All terms (primary and synonyms) are unique within a subontology, and (with a few exceptions) are unique between subontologies, too.

Subsets

<todo>

Identifiers & persistent URLs

Each EDAM concept has an alphanumerical identifier that uniquely identifies that concept. The general form is:

  • <namespace>_<4-digit-ID>

where <namespace> refers to an EDAM subontology, one of:

  • topic
  • operation
  • data
  • format

and <4-digit-ID> uses numbers from 0 to 9. Note this number is unique across all subontologies.

The IDs are used in URLs that resolve to information about the concept, e.g.:

These identifiers (and the URLs) persist between versions: a given ID and URI are guaranteed to continue identifying the same concept. This does not imply that terms, definitions and other information remains constant, but the IDs will remain essentially true to the original concept.

Occasionally, concepts become deprecated - designated as not being recommended for use. Deprecated concepts also persist; they are removed and will maintain their ID and URI. EDAM developers adhere to rules on deprecatation, e.g. a replacement concept, or suggested replacement is given for all deprecated concepts.

Color scheme

In order to propose a coherent experience in environments using the EDAM Ontology, a color sheme have been chosen and it is recommended to use it.
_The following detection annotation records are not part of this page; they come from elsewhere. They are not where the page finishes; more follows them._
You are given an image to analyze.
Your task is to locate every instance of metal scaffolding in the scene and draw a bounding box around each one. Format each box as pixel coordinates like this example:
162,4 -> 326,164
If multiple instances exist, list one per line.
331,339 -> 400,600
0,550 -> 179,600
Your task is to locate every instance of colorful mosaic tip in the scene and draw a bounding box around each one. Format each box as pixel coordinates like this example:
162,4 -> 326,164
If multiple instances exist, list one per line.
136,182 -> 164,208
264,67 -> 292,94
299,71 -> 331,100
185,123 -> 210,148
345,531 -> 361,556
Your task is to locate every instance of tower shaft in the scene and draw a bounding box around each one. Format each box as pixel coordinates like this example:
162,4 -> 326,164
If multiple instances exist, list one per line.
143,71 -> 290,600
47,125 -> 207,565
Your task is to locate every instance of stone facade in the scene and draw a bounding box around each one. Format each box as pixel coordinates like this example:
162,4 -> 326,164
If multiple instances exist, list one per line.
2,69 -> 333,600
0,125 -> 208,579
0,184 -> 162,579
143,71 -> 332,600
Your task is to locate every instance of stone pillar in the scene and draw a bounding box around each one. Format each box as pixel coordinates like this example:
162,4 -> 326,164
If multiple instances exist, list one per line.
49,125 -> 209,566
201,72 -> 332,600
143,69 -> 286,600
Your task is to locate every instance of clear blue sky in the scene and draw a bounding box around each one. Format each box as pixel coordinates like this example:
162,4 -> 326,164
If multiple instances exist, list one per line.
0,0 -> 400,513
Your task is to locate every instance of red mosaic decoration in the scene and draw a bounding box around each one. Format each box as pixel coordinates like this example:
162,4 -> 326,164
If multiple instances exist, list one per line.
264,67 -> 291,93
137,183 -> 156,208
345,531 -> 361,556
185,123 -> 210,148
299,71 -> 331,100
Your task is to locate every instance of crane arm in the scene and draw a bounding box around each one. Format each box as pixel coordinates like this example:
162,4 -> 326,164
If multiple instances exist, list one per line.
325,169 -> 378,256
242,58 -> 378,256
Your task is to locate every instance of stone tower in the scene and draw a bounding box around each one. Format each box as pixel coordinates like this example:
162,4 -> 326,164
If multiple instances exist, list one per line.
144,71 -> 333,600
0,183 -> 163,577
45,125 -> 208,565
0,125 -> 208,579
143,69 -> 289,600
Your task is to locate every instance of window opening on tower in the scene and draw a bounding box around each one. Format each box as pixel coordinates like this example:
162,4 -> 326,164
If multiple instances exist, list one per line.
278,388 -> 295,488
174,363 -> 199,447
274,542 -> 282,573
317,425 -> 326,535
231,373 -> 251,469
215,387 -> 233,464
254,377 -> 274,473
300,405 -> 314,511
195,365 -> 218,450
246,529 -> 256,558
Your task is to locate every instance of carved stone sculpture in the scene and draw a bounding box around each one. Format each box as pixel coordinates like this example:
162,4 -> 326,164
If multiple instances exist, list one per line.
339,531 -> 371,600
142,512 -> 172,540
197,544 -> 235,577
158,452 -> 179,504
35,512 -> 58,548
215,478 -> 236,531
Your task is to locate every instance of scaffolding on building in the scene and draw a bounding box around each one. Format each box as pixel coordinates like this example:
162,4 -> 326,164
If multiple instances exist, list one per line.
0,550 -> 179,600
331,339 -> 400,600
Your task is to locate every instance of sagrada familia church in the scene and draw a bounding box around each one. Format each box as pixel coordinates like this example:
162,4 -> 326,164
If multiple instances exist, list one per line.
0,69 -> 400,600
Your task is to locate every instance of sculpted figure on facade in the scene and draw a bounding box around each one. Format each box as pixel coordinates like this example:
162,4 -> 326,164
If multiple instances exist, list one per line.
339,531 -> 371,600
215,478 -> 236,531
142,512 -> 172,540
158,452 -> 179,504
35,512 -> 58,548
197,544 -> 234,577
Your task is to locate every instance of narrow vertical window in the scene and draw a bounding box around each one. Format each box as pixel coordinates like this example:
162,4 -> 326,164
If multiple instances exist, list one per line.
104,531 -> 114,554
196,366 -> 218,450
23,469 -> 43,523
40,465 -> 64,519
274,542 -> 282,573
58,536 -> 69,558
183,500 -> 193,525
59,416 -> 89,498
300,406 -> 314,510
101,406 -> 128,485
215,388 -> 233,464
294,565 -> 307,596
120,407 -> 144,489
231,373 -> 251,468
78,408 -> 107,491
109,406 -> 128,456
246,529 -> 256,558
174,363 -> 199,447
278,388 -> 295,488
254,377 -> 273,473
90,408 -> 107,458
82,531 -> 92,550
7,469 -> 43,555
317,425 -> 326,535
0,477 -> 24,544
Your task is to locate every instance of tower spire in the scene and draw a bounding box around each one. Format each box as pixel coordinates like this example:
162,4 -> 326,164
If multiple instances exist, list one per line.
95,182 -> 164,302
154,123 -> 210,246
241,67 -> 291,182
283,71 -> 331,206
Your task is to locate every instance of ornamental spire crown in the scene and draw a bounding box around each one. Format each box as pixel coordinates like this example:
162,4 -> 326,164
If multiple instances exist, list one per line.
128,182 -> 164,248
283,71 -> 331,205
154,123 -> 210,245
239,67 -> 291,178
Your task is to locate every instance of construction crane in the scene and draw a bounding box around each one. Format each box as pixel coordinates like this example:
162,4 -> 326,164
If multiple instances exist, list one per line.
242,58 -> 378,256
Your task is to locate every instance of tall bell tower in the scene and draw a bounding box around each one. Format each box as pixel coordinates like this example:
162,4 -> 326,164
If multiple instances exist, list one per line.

Images the color scheme can be found here and there.

Branch Color Light color
Data #a7544d #d6b1ae
Identifier #d6b1ae #e2cdcb
Topic #5f903d #b4cca1
Operation #556ca9 #a3b0d1
Format #e6834c #f2c4a9
Deprecated #999999 #bbb

Users Guide

Important

EDAM has many applicatons. If using EDAM to annotate software, we strongly recommend you read the bio.tools Curators Guidelines which includes detailed information for this purpose. A few more general, and more specific guidelines are below.

You can email the EDAM mailing list for help (after first subscribing).

General guidelines

Which EDAM sub-ontology to use?

  1. “Topic” for coarse-grained annotation of diverse entities
  2. “Operation” for fine-grained annotation of tool functions
  3. “Data” for annotation of data in semantic terms
  4. “Format” for annotation of the syntax or format of data
  5. “Identifier” (as a special type of “Data”) for annotation of identifiers (names and accessions) of data or other entities

EDAM thus provides different semantic ‘axes’ for annotation. For example, annotation of a software tool might include:

  • Topic - general scientific domain the software serves, e.g. “Structural biology”
  • Operation - the precise function of the tool, e.g. “Homology modelling”
  • Data - the primary input and output, e.g. “Protein structure”
  • Format - the supported format(s) of the input and output, e.g. “PDB format”

Use of other ontologies

The expectation is for EDAM to be used alongside other ontologies for annotation where possible and desirable. For example, an operation that predicts specific features of a molecular sequence could be annotated with concepts from SO (Sequence Ontology) for the features. Other notable relevant ontologies include GO (the Gene Ontology) and the NCBI taxonomy.

Picking concepts

If you have many annotations to do, it will help to familiarise yourself with EDAM first using a browser .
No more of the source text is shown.